Department of Justice Recommends Dismissing "Meritless" Whistleblower Cases

A January 10th memo released by the Department of Justice states that attorneys should consider dismissing “meritless” and “parasitic” whistleblower cases filed under the False Claims Act (FCA). The FCA allows citizens to sue on the government’s behalf, should they report evidence of waste, fraud, or abuse of taxpayer dollars. Whistleblowers (called “relators” in this context), who file qui tam lawsuits under the FCA, are eligible to receive monetary rewards from the funds recovered.

This new position marks a significant change in thinking about the FCA, and could potentially depress whistleblower cases.

According to a DOJ press release, $3.7 billion in FCA settlements and judgements were recovered in 2017. $3.4 billion of the recovered monies can be attributed to whistleblower-initiated cases, and $392 million were given as rewards to relators. There are now around 600 new whistleblower cases annually.

The memo outlines seven reasons that an attorney might decide to dismiss an FCA case. These include: if the case is based on “frivolous” allegations or unsound legal theory; duplicative cases; if it interferes with an agency’s policies or programs; to protect the Department’s litigation priorities; to safeguard classified information; if the opportunity cost is too high; or if the relator’s actions frustrate government investigation.

The memo also notes that the list is not exhaustive.

“This is a troubling sign and an indication of misplaced priorities,” says Stephen M. Kohn, Executive Director of the National Whistleblower Center. “The DOJ needs to spend more resources investigating and enforcing the law, not helping companies obtain dismissals of potentially valid cases.”

Although the memo points out some important considerations when deciding whether or not to litigate FCA cases, the subtext of the document is concerning. The more FCA cases are dismissed, the greater the chilling effect on qui tam relators. It is ultimately corporations that will reap benefits from this legal environment.

The U.S. Chamber Institute for Legal Reform’s statement that FCA is a “lucrative money machine” for lawyers and relators frames the narrative in a way that is problematic. It assumes rather cynically that the motives of whistleblower lawyers and relators is to pump money out of the government’s recovered funds, mirroring the DOJ’s language of “parasitic” lawsuits.
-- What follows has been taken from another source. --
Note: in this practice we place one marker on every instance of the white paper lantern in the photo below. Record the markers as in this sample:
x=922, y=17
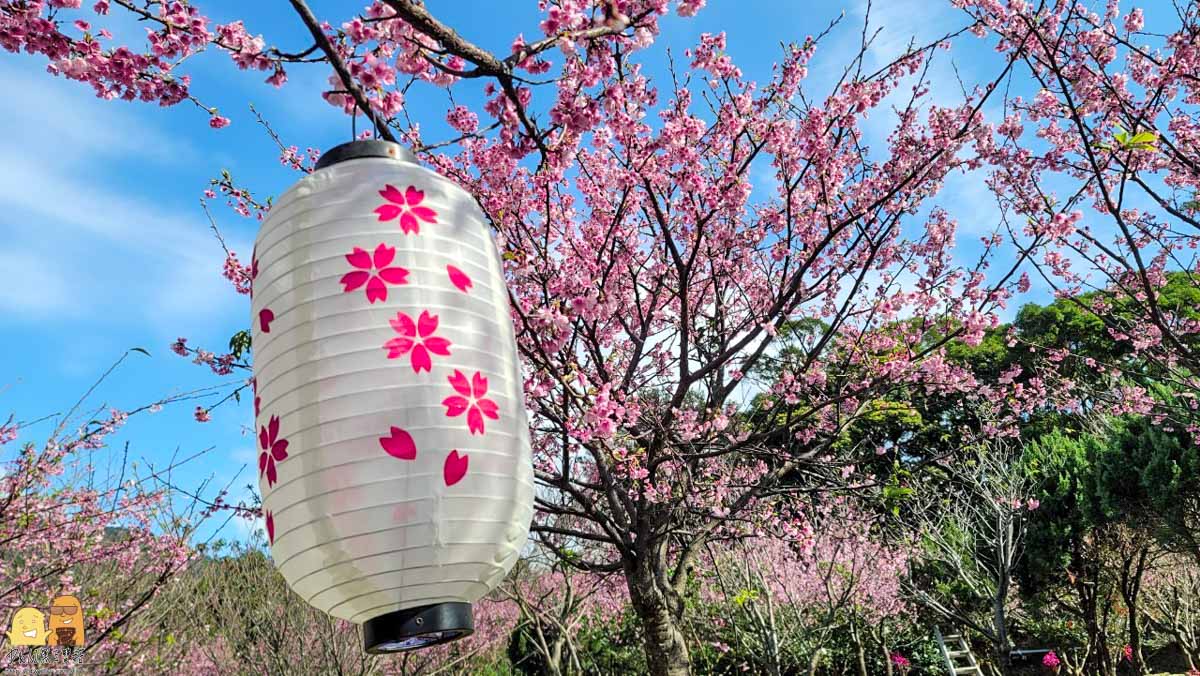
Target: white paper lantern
x=394, y=449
This view fails to recognize the enormous bravery of those who decide to blow the whistle, the sacrifices they make in stepping forward, and the integral role the FCA plays as a check on corporate power in America. It is a law that encourages transparency, good governance, and combats corruption. Putting a broad and blanket screening process on FCA cases will only serve to make rooting out fraud more difficult.

We must also remember that the real “parasitic” actors in these scenarios are the government contractors defrauding the government. The individual blowing the whistle is acting selflessly, not greedily.

Rewards are a crucial element of whistleblower law, working both as an incentive for those with information to come forward, and as compensation for the great sacrifices a relator makes. The FCA is one of the most powerful legal tools at our disposal for uncovering corporate fraud, and whistleblowers should continue to be encouraged and empowered. America has become one of the most successful countries at tracking and stopping fraud precisely because of the whistleblower rewards and protections in place.

A chilling effect on qui tam lawsuits is not a win for U.S. citizens or the government—only corporate interests.